As with every New Year, January marks a particularly busy month for two sets of professionals; personal trainers and accountants. Gyms are at their busiest at the beginning of each year, packed with people wishing to stick to their New Year’s resolution to lose weight. Accountants, on the other hand, are spending many hours in the office trying to tie up year end. As much as any financial controller tries to prepare, year end always ends up being a battle of time versus a multitude of tasks.
We live in the digital age where the importance of big data has become more noticeable than ever. Companies have come to rely on business intelligence to clean through vast data lakes in order to drive business strategy and increase profits. However, this increase in data volume impacts all departments, many of which still rely largely on manual processes. None of these are as critical to success as the financial control function. Heads of Finance will no doubt appreciate that their teams are recipients of data outputs from a variety of sources, which are then consolidated for financial and management reporting purposes; often relying on hours of dedicated data mining and formatting by overqualified accountants.
This juxtaposition between the use of highly automated business intelligence to create strategy and revenue versus the manual, laborious approach taken by the back office could not be more striking in 2018. Often, the real casualties in this scenario are data integrity and financial intelligence. For most companies, the effort required to complete key accounting and finance tasks takes away time that could be used to ensure the integrity of the data and deliver continuous management information that adds value, such as liquidity and budget forecasting.
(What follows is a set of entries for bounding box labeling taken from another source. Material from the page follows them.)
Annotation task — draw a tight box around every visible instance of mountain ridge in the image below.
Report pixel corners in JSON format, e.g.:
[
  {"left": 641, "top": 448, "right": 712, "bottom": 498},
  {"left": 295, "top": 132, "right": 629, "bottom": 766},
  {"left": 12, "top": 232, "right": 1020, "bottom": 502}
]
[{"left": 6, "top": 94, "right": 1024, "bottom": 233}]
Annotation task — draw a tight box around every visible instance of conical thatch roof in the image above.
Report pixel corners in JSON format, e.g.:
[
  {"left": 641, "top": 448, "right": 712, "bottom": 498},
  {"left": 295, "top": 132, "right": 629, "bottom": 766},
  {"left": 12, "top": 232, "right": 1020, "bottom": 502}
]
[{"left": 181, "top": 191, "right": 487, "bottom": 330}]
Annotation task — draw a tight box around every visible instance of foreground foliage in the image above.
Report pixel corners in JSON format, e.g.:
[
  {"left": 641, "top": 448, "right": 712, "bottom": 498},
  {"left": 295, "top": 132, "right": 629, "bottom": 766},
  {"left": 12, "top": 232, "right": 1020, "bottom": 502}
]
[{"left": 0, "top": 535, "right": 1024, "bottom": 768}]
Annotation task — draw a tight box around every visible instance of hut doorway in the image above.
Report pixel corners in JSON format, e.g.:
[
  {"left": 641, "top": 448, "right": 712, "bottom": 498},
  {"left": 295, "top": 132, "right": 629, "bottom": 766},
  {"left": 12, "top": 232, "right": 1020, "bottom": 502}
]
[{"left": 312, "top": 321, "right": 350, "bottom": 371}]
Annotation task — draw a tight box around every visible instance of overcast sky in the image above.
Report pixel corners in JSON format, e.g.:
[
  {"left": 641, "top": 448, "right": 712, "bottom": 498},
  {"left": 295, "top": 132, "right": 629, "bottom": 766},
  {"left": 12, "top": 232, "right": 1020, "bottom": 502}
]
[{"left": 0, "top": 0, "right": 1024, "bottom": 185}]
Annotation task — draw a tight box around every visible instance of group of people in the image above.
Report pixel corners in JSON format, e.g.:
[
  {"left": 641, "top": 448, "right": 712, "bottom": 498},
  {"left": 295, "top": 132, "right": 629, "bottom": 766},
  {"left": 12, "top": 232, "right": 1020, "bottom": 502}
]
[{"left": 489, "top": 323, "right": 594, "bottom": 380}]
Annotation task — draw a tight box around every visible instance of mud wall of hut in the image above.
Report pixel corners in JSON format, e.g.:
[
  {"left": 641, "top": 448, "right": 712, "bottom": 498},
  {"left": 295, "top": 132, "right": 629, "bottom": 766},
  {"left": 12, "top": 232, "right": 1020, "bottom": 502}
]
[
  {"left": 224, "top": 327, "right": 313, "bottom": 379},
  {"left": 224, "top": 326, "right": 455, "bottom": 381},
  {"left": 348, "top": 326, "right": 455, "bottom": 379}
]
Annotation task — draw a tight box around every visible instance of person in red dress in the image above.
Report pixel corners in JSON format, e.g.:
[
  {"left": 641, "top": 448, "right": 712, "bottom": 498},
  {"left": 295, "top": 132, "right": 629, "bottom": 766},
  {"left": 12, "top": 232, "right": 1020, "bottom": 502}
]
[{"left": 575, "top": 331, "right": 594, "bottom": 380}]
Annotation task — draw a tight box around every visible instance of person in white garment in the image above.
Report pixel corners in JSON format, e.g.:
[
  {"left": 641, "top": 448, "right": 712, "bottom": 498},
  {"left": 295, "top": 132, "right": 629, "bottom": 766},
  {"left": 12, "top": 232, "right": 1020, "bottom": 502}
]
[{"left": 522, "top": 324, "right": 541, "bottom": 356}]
Gaining financial control means getting ahead of the many period end processes and gaining efficiencies in the routine tasks, such as intercompany or expense management, in order to produce reports that add value to your business.
Without a doubt, gaining control requires automation. It would be easy to suggest that this could mean the end of the trusty old spreadsheet. For many this is not true, and a frightening thought. But consider this; as data volumes grow, the limitations of spreadsheets becomes all too apparent. For many finance professionals, spreadsheets are the primary tool of choice for ad-hoc scenarios. It goes without saying that most financial controllers are highly adept at using systems such as Excel, Numbers or Lotus 123. But all too often manual processes are initially used as stop gaps which, in time, become strategic and part of the problem. This is particularly true when it comes to reporting. Unfortunately, the reliance on manual processes can, and does, lead to error.
It would be easy to dismiss the importance of spreadsheets. The simple fact is that spreadsheets are irreplaceable and will continue to be a part of every day life in finance. The trick is to limit their importance in any process and seek automation wherever possible.
Financial Control is at its busiest at the beginning of each month. The number of tasks performed during the first 3-10 days (depending on the firm’s policies) of the month to close off the previous month’s books is typically a challenge leading to countless late nights. Adopting a more streamlined, automated approach as outlined above significantly reduces time pressures and leads to a cleaner, more efficient month end close.